Pour moi, les communes doivent prendre leur destin en main et aller de l’avant, agir plutôt que réagir. Elles ont tout à y gagner. Mais prendre des décisions qui ne font pas l’unanimité demande passablement de courage. C’est pourtant possible. Plusieurs bons exemples le prouvent.

Pour conclure sur les résultats positifs de la LAT 1, j’insisterais sur l’interdisciplinarité et la participation. La LAT 1 nous incite à travailler en étroite collaboration avec d’autres champs de compétences, celles des architectes-paysagistes ou des ingénieurs hydrologues pour la ville éponge, par exemple, et à faire participer la population. Il s’agit de cocréer. C’est la seule manière à mon avis de répondre aux enjeux actuels.

PLANIFICATIONS IMBRIQUÉES

 

À l’entrée en vigueur de la LAT révisée le 1er mai 2014, les cantons avaient cinq ans pour adapter leurs plans directeurs. Depuis octobre 2022, tous les cantons disposent de plans dicteurs correspondant aux nouvelles dispositions. Désormais, les plans d’affectation communaux doivent être mis en conformité avec ces plans directeurs révisés; cette mise en conformité est encore en cours dans la plupart des communes.

 

Entre eux, ces différents instruments n’entretiennent pas de rapports hiérarchiques, mais évoluent en interaction dynamique les uns avec les autres selon le principe du contre-courant. Chaque planification doit ainsi tenir compte des planifications existantes aux différents niveaux étatiques.

Notes

 

1 Immo-Monitoring 2023, p. 66, Wüest Partner

 

2 Voir le site densipedia.ch développé par Espacesuisse, qui recense les bons exemples en matière de développement vers l’intérieur.

 

3 Territoire au sein duquel deux ou plusieurs localités ou régions entretiennent d’étroites relations sociales, économiques et culturelles (agglomérations, intercommunalités, syndicats mixtes…)

 

4 L’association est constituée de neuf communes de Bâle-Campagne (Aesch, Arlesheim, Birsfelden, Duggingen, Grellingen, Muttenz, Münchenstein, Pfeffingen et Reinach) et d’une commune soleuroise (Dornach).
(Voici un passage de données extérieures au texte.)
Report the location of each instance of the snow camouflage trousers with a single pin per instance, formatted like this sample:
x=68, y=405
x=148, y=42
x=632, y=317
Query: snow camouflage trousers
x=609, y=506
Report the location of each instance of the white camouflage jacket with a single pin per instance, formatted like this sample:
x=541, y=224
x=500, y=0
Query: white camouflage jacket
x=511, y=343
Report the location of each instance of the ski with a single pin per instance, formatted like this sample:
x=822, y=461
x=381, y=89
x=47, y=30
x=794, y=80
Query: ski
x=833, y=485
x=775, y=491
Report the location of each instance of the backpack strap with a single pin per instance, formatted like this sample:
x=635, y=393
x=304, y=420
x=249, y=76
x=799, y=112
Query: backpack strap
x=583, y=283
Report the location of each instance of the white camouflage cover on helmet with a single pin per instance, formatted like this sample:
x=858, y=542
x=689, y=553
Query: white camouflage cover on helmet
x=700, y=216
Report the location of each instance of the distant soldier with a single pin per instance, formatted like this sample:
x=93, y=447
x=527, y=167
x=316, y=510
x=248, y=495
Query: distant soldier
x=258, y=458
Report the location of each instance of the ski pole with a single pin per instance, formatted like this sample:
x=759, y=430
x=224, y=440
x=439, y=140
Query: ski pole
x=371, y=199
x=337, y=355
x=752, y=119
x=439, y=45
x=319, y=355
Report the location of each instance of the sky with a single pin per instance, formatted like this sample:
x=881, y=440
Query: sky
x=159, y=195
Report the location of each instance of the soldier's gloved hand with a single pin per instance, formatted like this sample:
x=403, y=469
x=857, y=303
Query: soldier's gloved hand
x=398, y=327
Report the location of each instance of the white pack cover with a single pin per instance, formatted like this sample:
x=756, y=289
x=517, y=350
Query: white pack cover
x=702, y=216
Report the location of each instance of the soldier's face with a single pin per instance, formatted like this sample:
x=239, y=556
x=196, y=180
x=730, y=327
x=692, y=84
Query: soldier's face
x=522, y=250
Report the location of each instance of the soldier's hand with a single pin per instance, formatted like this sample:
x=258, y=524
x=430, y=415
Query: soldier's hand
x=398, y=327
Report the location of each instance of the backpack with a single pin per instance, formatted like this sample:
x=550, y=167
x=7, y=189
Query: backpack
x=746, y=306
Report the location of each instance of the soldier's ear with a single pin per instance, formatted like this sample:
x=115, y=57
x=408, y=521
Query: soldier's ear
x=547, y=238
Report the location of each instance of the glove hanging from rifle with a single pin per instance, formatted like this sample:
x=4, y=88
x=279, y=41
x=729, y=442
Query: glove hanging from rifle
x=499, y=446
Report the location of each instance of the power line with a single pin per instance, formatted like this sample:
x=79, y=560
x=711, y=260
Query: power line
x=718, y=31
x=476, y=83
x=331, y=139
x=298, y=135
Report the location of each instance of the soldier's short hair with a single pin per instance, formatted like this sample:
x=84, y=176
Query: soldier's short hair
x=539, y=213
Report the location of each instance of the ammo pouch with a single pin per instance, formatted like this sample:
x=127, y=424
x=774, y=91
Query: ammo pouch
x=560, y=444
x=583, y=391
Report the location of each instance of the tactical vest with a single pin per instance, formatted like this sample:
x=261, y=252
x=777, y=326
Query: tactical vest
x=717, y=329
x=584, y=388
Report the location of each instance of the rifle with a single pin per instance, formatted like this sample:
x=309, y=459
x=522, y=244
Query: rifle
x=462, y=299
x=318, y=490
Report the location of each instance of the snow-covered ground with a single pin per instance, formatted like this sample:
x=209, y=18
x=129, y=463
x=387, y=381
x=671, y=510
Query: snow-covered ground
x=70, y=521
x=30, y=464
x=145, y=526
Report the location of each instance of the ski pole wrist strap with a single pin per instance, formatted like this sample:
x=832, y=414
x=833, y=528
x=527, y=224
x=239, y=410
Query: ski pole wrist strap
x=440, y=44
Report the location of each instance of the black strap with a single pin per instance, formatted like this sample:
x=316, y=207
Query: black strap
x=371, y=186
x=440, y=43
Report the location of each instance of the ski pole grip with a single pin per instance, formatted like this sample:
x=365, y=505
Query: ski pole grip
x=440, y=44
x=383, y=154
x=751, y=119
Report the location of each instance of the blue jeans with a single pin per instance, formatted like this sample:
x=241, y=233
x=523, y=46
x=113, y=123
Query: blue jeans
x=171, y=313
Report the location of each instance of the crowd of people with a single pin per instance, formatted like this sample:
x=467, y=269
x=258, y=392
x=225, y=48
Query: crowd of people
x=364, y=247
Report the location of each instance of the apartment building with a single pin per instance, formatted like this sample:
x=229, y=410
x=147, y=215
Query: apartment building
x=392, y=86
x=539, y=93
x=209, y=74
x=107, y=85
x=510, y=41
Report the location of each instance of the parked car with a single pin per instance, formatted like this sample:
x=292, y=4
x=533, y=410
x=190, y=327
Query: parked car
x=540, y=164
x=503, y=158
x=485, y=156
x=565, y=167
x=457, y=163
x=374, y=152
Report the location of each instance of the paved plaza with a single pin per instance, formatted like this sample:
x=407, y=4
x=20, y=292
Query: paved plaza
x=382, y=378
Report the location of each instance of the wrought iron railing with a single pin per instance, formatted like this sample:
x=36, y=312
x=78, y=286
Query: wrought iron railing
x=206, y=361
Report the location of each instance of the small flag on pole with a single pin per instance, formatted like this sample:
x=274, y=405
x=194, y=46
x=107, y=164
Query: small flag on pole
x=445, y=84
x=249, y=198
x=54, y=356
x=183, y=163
La volonté de collaborer est concrétisée par le financement de la Verein Birsstadt par les communes et son comité formé des maires. Les stratégies générales dans les domaines du paysage, de l’habitat, de la mobilité et de l’adaptation au changement climatique sont traitées et élaborées au sein de l’association, qui les défend à l’extérieur. Les échanges réguliers permettent de renforcer le transfert de connaissance entre les communes (patrimoinesuisse.ch).